Durante la conferencia-debate celebrada en Washington, el embajador de Marruecos en Estados Unidos, Youssef Amrani, defendió el papel del Mundial de 2030 como un puente político, económico y cultural entre África y Europa, y destacó que el torneo representa una oportunidad para proyectar una visión de cooperación entre ambas orillas del Mediterráneo.
«Estamos en África, pero cerca de Europa. El mensaje más importante, tanto para los europeos como para los marroquíes, es que África y Europa pueden trabajar juntas», afirmó al referirse a la coorganización marroquí del Mundial de 2030.

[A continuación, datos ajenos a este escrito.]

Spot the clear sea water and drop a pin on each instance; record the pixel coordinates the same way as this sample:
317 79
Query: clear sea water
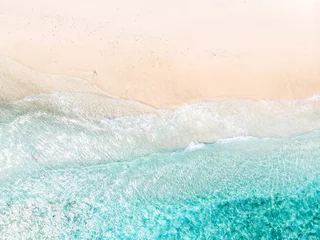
76 166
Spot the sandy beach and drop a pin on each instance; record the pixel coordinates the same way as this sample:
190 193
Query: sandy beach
161 53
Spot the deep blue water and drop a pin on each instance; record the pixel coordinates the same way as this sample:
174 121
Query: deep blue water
66 177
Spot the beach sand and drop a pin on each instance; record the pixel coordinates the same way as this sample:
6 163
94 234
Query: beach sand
161 53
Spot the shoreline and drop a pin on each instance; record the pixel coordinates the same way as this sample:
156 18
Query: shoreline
166 55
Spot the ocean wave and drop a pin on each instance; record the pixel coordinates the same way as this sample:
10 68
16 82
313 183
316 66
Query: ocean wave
64 128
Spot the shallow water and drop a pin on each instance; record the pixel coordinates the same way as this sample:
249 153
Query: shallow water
75 169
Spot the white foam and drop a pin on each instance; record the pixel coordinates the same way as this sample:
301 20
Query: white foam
194 146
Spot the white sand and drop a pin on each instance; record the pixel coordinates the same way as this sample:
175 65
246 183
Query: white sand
164 53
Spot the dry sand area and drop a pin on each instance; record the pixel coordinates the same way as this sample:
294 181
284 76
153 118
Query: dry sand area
163 53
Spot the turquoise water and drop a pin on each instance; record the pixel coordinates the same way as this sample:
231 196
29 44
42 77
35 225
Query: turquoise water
231 170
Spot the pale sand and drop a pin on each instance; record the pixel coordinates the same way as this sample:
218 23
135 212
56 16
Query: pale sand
163 53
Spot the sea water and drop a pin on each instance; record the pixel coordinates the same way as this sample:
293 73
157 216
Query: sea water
80 166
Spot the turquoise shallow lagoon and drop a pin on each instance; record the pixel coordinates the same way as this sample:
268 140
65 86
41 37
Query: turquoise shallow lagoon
231 170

El diplomático marroquí subrayó además el impacto deportivo y simbólico de la evolución del fútbol nacional. «Este torneo permitió a Marruecos descubrir nuevos talentos, un nuevo estilo de juego, algo de tiki-taka, algo de Ronaldo y una extraordinaria cantidad de pasión», declaró durante su intervención.
Por su parte, el embajador de Portugal en Estados Unidos, Francisco Duarte Lopes, destacó la importancia de la experiencia acumulada por los organizadores del Mundial de 2026. El representante portugués insistió en que la experiencia adquirida durante el Mundial de 2026 constituye una referencia importante para la preparación de la próxima edición.

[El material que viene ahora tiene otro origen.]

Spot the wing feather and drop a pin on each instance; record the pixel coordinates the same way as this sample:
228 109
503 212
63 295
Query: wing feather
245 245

«Como coorganizadores de la próxima Copa del Mundo, debemos agradecer a los tres gobiernos organizadores, Estados Unidos, Canadá y México, así como a la FIFA. Todo se desarrolló muy bien y podemos extraer lecciones útiles para 2030», afirmó Francisco Duarte Lopes.
Desde la perspectiva española, la embajadora Ángeles Moreno Bau puso el acento en la intensidad de las relaciones entre los tres países y en la dimensión humana de la candidatura conjunta.
«Tenemos un millón de marroquíes viviendo en España, y los españoles viajan de manera permanente a Marruecos tanto por vacaciones como por trabajo, del mismo modo que lo hacen con Portugal. El Mundial de 2030 representa una gran oportunidad para profundizar estas relaciones».
Las declaraciones de los tres representantes diplomáticos coincidieron en presentar el Mundial de 2030 como una plataforma de cooperación regional y de acercamiento entre África y Europa, más allá de la dimensión estrictamente futbolística.